Pixar’s current project, "Brave", represents a few firsts for Pixar. The film is Pixar’s first fairy tale, the first to feature a female heroine, and the first to be directed by a woman – though it seems Brenda Chapman’s been bumped to co-director since Disney attached Mark Andrews to direct the project to its finish. “Brave” is said to be somewhat darker and more mature in tone than Pixar’s previous films, but still child friendly.
“Brave”, written by Brenda Chapman and Irene Mecchi, tells the story of a lionhearted young Scottish princess, Merida (voiced by Kelly Macdonald). Merida is your typical strong-willed, tomboy princess: she is a gifted archer, unafraid to face mythic beasts, and adamant about determining her own destiny. In her defiant ways, Merida flouts an age-old custom and finds herself asking an old witch (voiced by Julie Walters, aka Mrs. Weasley for all you Harry Potter fans) for help. As in all Disney movies, you can’t trust an old witch, and this one grants Merida a wish that, of course, includes an unforeseen catch. This sends Merida on a journey to undo an arduous curse in which she’ll learn what it really means to be brave while redefining what what it means to be “lady-like”.
If you’re still sad about the end of “Harry Potter”, look forward to joining some of the cast as they voice “Brave” characters this summer. In addition to Julie Walters, Emma Thompson (Professor Trelawney) voices Merida’s mother and Robbie Coltrane (Hagrid) voices one of three boisterous lords in the film. Other voices include Bill Connolly and Craig Ferguson.

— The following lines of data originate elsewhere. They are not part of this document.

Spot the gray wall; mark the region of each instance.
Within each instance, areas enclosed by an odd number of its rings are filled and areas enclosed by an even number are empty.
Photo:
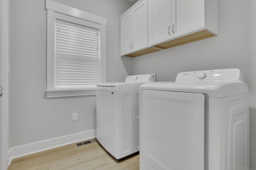
[[[132,3],[56,1],[106,18],[106,81],[123,81],[132,74],[132,59],[120,57],[119,18]],[[95,129],[95,96],[46,98],[45,0],[10,0],[10,147]],[[72,113],[78,121],[72,121]]]
[[[240,68],[250,88],[250,166],[256,170],[256,2],[218,0],[218,36],[135,58],[133,74],[174,81],[181,72]]]

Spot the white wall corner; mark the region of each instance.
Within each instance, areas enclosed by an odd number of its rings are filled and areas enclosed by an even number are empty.
[[[84,131],[10,148],[10,160],[35,153],[96,137],[96,129]]]

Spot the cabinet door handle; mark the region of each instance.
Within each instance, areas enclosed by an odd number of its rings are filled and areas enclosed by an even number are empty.
[[[174,24],[173,24],[172,27],[172,30],[173,33],[174,33]]]
[[[0,91],[0,96],[2,96],[3,93],[4,93],[4,92],[3,91],[3,88],[0,86],[0,88],[1,88],[1,91]]]

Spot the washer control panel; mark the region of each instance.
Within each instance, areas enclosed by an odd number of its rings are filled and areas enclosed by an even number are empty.
[[[124,82],[154,82],[154,78],[150,74],[136,75],[126,77]]]
[[[214,82],[235,80],[242,78],[240,70],[237,68],[212,70],[182,72],[176,77],[176,82]]]

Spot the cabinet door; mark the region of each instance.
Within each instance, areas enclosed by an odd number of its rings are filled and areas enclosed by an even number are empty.
[[[129,13],[121,18],[121,55],[132,51],[132,13]]]
[[[148,4],[143,0],[133,10],[133,39],[132,42],[133,51],[148,46]]]
[[[172,38],[188,34],[205,26],[204,0],[172,0]]]
[[[148,0],[150,45],[159,43],[171,38],[171,0]]]

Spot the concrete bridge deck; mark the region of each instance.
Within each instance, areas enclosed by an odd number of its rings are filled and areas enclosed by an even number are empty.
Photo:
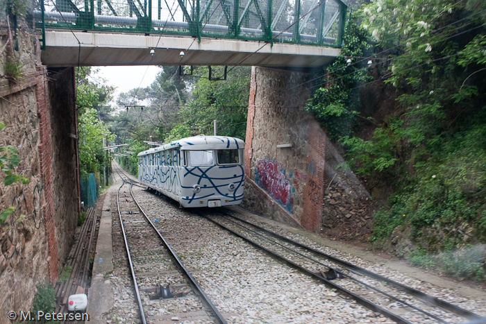
[[[76,36],[76,37],[75,37]],[[188,36],[46,31],[42,64],[104,65],[259,65],[310,67],[332,61],[340,49]],[[79,40],[79,42],[78,42]],[[265,46],[264,46],[265,45]],[[81,47],[81,51],[80,51]],[[150,53],[155,50],[153,56]],[[187,49],[189,49],[187,50]],[[185,56],[181,58],[180,53]],[[79,56],[79,57],[78,57]]]

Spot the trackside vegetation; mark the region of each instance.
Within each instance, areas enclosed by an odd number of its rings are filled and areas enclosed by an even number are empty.
[[[411,241],[412,264],[486,280],[486,3],[372,1],[346,33],[307,109],[371,194],[389,193],[370,240]],[[378,88],[394,104],[370,108]]]

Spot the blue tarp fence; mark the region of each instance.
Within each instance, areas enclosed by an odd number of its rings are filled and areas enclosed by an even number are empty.
[[[84,202],[85,207],[94,207],[98,198],[98,186],[94,174],[90,173],[86,179],[81,178],[81,201]]]

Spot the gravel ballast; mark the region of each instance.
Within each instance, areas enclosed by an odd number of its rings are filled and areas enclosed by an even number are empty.
[[[119,184],[115,185],[119,186]],[[169,200],[133,187],[133,193],[149,218],[156,221],[159,231],[189,268],[219,312],[231,323],[394,323],[344,298],[324,284],[280,263],[241,239],[224,231],[216,225],[191,212],[181,210]],[[108,197],[107,197],[108,198]],[[116,210],[116,196],[112,197],[112,211]],[[113,205],[115,204],[115,205]],[[106,315],[107,323],[141,323],[133,292],[133,283],[127,267],[126,253],[118,221],[113,215],[112,273],[107,274],[114,290],[114,307]],[[279,226],[260,222],[259,217],[238,215],[249,221],[260,223],[268,230],[332,255],[367,270],[443,299],[462,308],[486,316],[484,300],[470,299],[449,289],[439,288],[381,264],[324,246],[308,237],[290,232]],[[152,248],[153,243],[140,242]],[[147,253],[149,256],[150,253]],[[153,260],[146,261],[153,263]],[[156,286],[158,276],[142,276],[139,284]],[[340,284],[340,280],[335,283]],[[166,323],[165,316],[201,309],[194,298],[149,300],[142,293],[144,303],[150,305],[146,314],[151,323]],[[392,302],[390,301],[390,303]],[[157,319],[157,316],[159,316]],[[174,318],[174,319],[173,319]],[[182,318],[182,317],[181,317]],[[436,323],[416,316],[412,323]],[[196,319],[172,323],[212,323]],[[463,322],[467,322],[464,320]]]

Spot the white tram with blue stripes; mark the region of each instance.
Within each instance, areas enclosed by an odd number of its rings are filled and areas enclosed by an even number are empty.
[[[185,207],[237,205],[243,198],[244,142],[186,137],[138,154],[138,179]]]

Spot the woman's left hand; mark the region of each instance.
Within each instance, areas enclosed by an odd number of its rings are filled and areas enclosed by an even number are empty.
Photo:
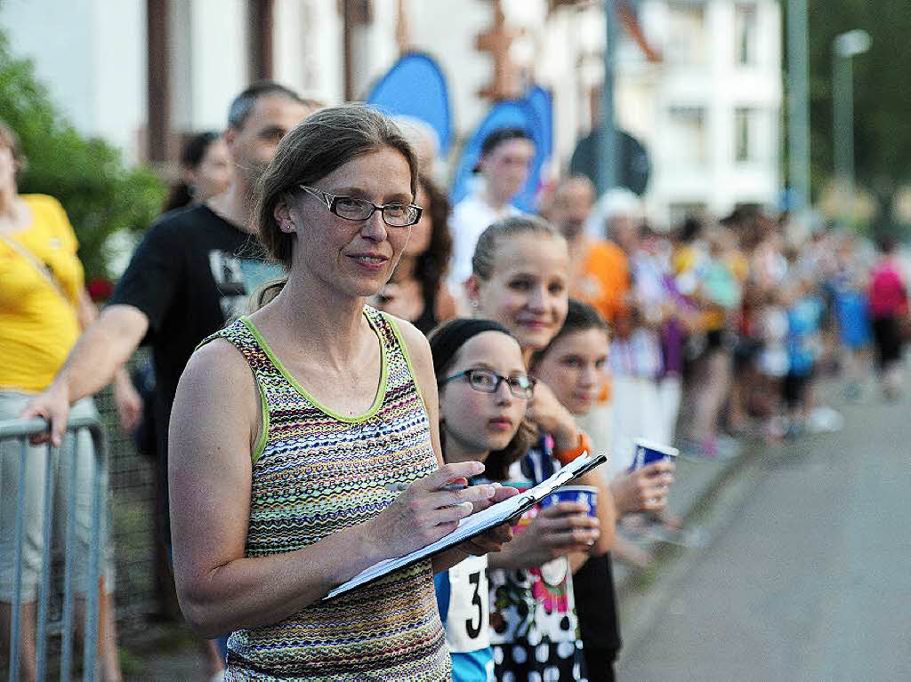
[[[491,504],[507,500],[515,494],[518,494],[518,491],[516,488],[499,486],[490,500],[472,503],[475,505],[475,514],[477,514],[482,509],[486,509]],[[475,556],[482,556],[489,552],[499,552],[504,545],[512,540],[512,527],[513,524],[508,522],[501,524],[491,528],[486,533],[482,533],[480,535],[463,543],[461,548]]]
[[[578,444],[578,427],[572,414],[557,400],[550,387],[541,381],[535,384],[535,394],[528,401],[526,417],[543,433],[554,437],[558,450],[571,450]]]

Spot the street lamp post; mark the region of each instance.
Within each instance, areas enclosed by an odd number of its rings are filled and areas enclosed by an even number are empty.
[[[614,71],[617,56],[617,15],[615,0],[604,0],[606,45],[604,46],[604,89],[601,91],[601,130],[598,136],[598,193],[617,186],[617,123],[614,118]]]
[[[856,28],[835,36],[832,49],[833,145],[835,178],[842,183],[838,222],[846,227],[854,202],[854,69],[852,57],[870,49],[873,40]]]
[[[793,212],[810,207],[810,57],[807,0],[788,0],[788,149]]]

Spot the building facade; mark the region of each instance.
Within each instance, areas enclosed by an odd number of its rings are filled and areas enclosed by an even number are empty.
[[[649,150],[649,215],[721,215],[781,188],[777,0],[619,0],[616,118]],[[326,103],[363,97],[406,50],[434,56],[456,145],[492,98],[554,95],[554,159],[597,125],[605,17],[595,0],[5,0],[0,25],[76,127],[173,170],[183,135],[220,129],[271,77]],[[37,28],[39,27],[39,28]]]

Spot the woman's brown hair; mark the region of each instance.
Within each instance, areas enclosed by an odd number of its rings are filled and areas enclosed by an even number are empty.
[[[430,243],[427,249],[417,257],[415,272],[421,280],[424,292],[435,293],[446,274],[449,257],[453,252],[453,238],[449,232],[449,198],[436,184],[425,176],[419,180],[421,188],[427,193],[430,206]]]
[[[417,158],[402,131],[375,108],[360,104],[330,107],[312,114],[292,128],[275,150],[257,187],[254,219],[266,251],[287,270],[295,236],[282,232],[273,215],[275,206],[298,185],[312,185],[349,161],[391,148],[400,152],[411,169],[412,197],[417,188]],[[283,282],[261,290],[254,302],[274,298]],[[269,294],[272,295],[270,297]]]

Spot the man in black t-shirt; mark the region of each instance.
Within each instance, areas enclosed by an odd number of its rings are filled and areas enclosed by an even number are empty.
[[[49,420],[55,444],[62,442],[69,406],[108,384],[139,344],[148,343],[159,454],[166,462],[170,407],[193,349],[239,314],[247,295],[271,277],[251,231],[253,188],[279,140],[312,110],[312,103],[268,81],[234,99],[225,130],[234,163],[230,187],[204,205],[166,213],[149,228],[107,307],[23,412]]]

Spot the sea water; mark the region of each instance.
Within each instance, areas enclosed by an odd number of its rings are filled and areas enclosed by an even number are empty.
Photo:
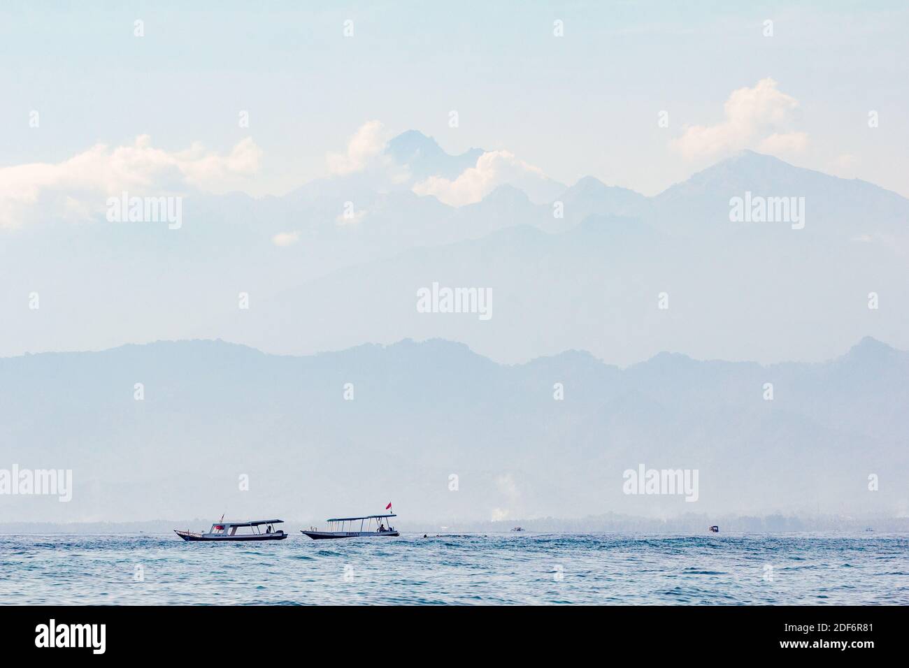
[[[909,536],[0,535],[0,604],[909,604]]]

Merida isn’t your usual 2-D Disney Princess, as she’ll be hitting theaters in 3-D and CGI like Rapunzel. But you can be sure that Jasmine, Snow White, Cinderella, Aurora, Belle, Pocahontas, Mulan, Tiana, and Rapunzel will soon be welcoming a Scottish princess.
It’s interesting that Pixar’s first fairytale pick-up centers on a princess, and is Disney’s first female protagonist to act independent of romance (this is speculation, of course, but there doesn’t appear to be a lead male character to fill the spot). All of the Disney princesses have been rather independent, but they have progressed in their dependency upon a prince charming.
The first generation of princesses; Snow White, Aurora, and Ariel, were all independent but still pining for their knight in shining armor. The second generation; Jasmine, Belle, Pocahontas and Mulan, progressed beyond independence to being bold and rebellious, but at the end of the day, were still weak in the knees for their princes. The most recent Tiana and Rapunzel have continued bearing the fiercely independent characteristic, but princes inescapably accompanied both on their journeys.
It seems that Disney has been telling young girls that a man is necessary for success and that romance is a crucial part of life. Now, in “Brave”, Merida fights to save a kingdom all on her own. What does this reflect about women today? Women originally had no choice, but to rely on men due to society and nature. But over time, women have begun to fight for their independence though never really achieving the means to fully embrace it. Today, there are many single workingwomen who are quite successful and happy on their own. Perhaps Pixar’s choice to revolutionize one of Disney’s princesses reflects a landmark in the evolution of women’s roles in society.
“Brave” seems to be a continuation of Pixar’s innovative efforts as it explores less popular fairytales and features Pixar’s first female heroine. Look out for “Brave” this summer — June 22, 2012.